Beni, gereği üzere namaza devam eden kıl.”
(İbrahim: 14/40)
Dolayısıyla
kulun iradesi vardır. Ancak Allah (c.c.)'ın isteği ile vücud bulabilir. Kul
iradesinde tamamen serbest olup Allah (c.c.)'ın iradesine bağlı değildir;
diyenlerin iddiaları asılsızdır. Çünkü kulun iradesi hadistir ve her hadisin
bir muhdisi varır. Bunlar daha aşırı giderek:
Allah
sebepsiz ve yersiz olarak iradeyi yaratır, demek suretiyle muhal olan şeyleri
mümkün kılıyorlar.
Bu
durumda üç şeyi söylemiş oluyorlar:
a
- Allah
(c.c.)'ın iradesi olmadan bir hadis meydana gelebilir,
b
- Hiçbir
sebep olmadan bir hadis zuhur edebilir,
c
- Hiçbir
mahal olmadan kendi kendine sıfat kaim olabilir.

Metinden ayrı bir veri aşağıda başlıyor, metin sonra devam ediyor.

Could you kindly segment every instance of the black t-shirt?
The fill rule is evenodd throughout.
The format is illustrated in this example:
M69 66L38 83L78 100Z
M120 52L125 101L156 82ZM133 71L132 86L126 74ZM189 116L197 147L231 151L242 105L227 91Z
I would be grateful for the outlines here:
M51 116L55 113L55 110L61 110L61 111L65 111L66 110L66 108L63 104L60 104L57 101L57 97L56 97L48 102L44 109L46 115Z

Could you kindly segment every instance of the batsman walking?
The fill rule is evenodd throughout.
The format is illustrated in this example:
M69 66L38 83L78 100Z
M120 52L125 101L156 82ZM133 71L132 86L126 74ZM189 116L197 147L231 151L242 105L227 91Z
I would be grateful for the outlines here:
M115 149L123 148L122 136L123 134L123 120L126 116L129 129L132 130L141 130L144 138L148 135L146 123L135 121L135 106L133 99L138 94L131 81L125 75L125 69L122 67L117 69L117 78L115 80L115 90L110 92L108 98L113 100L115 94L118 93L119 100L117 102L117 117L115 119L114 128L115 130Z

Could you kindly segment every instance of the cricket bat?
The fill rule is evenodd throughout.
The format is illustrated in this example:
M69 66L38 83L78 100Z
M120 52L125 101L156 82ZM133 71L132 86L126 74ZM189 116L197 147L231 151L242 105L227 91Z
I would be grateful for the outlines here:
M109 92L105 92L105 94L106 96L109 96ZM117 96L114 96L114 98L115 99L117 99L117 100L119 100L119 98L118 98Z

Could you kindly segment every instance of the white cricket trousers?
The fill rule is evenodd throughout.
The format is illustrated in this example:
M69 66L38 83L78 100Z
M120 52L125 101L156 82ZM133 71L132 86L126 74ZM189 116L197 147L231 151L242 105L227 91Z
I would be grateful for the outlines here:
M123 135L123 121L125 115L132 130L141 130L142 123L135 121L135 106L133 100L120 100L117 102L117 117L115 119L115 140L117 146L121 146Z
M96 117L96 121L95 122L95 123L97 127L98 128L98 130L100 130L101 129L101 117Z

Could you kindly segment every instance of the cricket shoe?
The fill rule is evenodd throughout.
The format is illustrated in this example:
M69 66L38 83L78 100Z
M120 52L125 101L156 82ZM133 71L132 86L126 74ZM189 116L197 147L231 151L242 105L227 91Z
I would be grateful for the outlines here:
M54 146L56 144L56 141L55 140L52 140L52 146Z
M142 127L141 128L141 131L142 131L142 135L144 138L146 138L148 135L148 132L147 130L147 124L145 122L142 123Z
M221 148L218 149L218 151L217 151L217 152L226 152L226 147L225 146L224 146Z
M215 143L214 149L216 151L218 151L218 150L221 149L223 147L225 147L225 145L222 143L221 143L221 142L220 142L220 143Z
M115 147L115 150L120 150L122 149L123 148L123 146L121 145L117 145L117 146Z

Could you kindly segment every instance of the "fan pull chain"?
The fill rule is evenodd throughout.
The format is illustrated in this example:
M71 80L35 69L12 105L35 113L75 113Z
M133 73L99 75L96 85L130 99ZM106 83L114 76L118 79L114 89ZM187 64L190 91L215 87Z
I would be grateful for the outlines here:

Birisi: Bir hadisin iki muhdisi olur mu?
diye soracak olursa, şöyle denir:
Allah
(c.c.)'ın iradeyi meydana getirmesi Onu yaratması demektir. Kul ise o irade
muvacehesinde daha onca kendisinde yaratılmış kudret ve isteğiyle bir şeyin
faili olur. Dolayısıyla Allah (c.c.)'ın yaratmasıyla kulun fiili birbirinden
ayrılmayan iki şey mesabesindedir. Allah (c.c.)'ın; kulun fiilini yaratması,
fiilin meydana gelmesini gerektirir. Fiilin meydana gelebilmesi için de Allah
(c.c.)'ın yaratması şarttır.
İmamî şöyle
diyor:
“Kulun
fiillerini kendisine isnad eden deliller, Kur'anda pek çoktur. Allah (c.c) şöyle buyuruyor:
“Yapmış
olduğunuz güzel işlerin mükâfatı olarak girin cenete...” (Nahl :
16/32),
“Kim
salih amel işlerse, (sevabı) kendine; kim de kötülük ederse, (cezası)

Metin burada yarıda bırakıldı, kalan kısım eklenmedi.